U.S. Treasurer wants this woman on the currency
Does the Treasurer of the United States think that a woman’s face will soon grace U.S. currency?
On Wednesday at Fortune‘s Most Powerful Women “Evening With…” dinner in Washington, D.C., U.S. Treasurer Rosie Rios spoke about the outlook for equal play, gender-wise, on U.S. money.
Rios explained to Fortune senior Washington editor Nina Easton that Treasury Secretary Jack Lew—whose signature appears along with Rios’ on the bills in your wallet—is in charge of currency design. But she added, “What I can say is…We’re engaging in a collaborative process to move the discussion forward.”
And if that discussion advances enough to get a woman to replace Andrew Jackson on the $20 bill, who would Rios choose? “I would put my mom on if I could—in a heartbeat,” she replied.
That was a fitting answer for the audience of 160 American women leaders and 19 international women leaders who are this year’s participants in the annual Fortune/U.S. State Department Global Women’s Mentoring Partnership. This public-private program, now in its 10th year, brings women from emerging markets to the U.S. each year to be hosted by senior women executives at companies such as IBM (IBM), Dow Chemical (DOW) and Accenture (ACN). At least a couple of the international mentees—from Poland and South Korea, for example—come from countries where women have appeared on national currency, way ahead of the U.S.

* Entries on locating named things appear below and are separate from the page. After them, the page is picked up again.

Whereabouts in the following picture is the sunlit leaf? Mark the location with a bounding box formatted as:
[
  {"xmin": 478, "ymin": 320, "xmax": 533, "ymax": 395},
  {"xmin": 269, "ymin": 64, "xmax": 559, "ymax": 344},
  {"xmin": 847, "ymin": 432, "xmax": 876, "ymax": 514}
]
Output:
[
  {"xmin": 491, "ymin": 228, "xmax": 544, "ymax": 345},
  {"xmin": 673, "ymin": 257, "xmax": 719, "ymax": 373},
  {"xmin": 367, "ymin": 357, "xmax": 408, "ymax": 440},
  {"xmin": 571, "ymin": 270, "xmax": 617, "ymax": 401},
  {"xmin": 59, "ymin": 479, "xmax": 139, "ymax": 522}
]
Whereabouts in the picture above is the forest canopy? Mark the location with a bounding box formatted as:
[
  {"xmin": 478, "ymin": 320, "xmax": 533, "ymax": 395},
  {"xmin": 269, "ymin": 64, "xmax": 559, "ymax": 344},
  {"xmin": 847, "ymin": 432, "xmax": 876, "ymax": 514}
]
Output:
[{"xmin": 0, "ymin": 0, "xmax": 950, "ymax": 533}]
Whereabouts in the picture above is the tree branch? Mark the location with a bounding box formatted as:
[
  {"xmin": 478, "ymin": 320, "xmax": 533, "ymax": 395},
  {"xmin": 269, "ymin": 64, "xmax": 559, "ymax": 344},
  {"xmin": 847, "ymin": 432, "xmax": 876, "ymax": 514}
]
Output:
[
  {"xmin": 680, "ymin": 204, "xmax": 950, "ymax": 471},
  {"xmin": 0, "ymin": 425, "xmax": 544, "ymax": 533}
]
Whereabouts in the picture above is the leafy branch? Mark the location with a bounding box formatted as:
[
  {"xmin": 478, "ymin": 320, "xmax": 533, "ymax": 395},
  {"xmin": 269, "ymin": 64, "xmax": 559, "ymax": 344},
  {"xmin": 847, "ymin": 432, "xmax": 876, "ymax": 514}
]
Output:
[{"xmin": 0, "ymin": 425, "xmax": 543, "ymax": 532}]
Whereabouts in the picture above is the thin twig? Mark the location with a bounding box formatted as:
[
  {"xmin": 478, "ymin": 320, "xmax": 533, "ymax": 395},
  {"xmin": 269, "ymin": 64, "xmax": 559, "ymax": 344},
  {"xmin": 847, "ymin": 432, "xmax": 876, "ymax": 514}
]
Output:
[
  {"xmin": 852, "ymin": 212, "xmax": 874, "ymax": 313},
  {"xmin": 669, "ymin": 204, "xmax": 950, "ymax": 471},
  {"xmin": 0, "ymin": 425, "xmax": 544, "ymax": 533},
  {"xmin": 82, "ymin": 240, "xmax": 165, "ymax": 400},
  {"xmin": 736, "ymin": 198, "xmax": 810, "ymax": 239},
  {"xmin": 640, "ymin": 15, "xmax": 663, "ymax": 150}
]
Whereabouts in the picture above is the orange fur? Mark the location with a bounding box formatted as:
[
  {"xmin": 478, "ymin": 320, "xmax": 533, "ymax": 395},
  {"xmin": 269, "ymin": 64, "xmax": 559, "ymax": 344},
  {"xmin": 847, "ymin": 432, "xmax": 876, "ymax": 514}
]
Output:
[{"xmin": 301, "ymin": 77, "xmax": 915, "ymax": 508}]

Welcoming the female leaders to the State Department’s Benjamin Franklin Room, Secretary of State John Kerry stressed the importance of empowering women across the globe. No nation can hope to flourish “with half your population on the bench,” he told the group. While achieving peace and prosperity requires tackling a multitude of tasks—improving health, reducing violence, strengthening community ties—he said that “if you wanted to save time, you could just draw a line on a page and write under it, ‘Empower women.'” (Read the full text of Kerry’s remarks here.)
In her remarkable rise to the U.S. Treasurer, Rios, 49, has demonstrated the undeniable value of empowerment. One of nine children, Rios was raised by a single mother who moved to California from Mexico in 1958. Rosie and her siblings picked plums and tomatoes on northern California farms, worked multiple jobs—and every one of them went on to college. Rios graduated from Harvard.
She spent her early career in the insurance industry. Then she worked in real estate and economic development until 2009, when she moved to Washington for the Treasurer post that put her in charge of the U.S. Mint and Fort Knox.
Rios credits her mother for giving her the work ethic she needed to succeed. She says she grew up with “the three Fs of immigrant families: family, food, faith”—and never doubted that she belonged at an Ivy League school or in a high-powered job.
“Be a constructive disruptor,” Rios told the audience of fellow leaders. By pushing for change positively and productively, she added, “the outcome won’t just be getting your voice heard. It’s also getting your voice listened to.”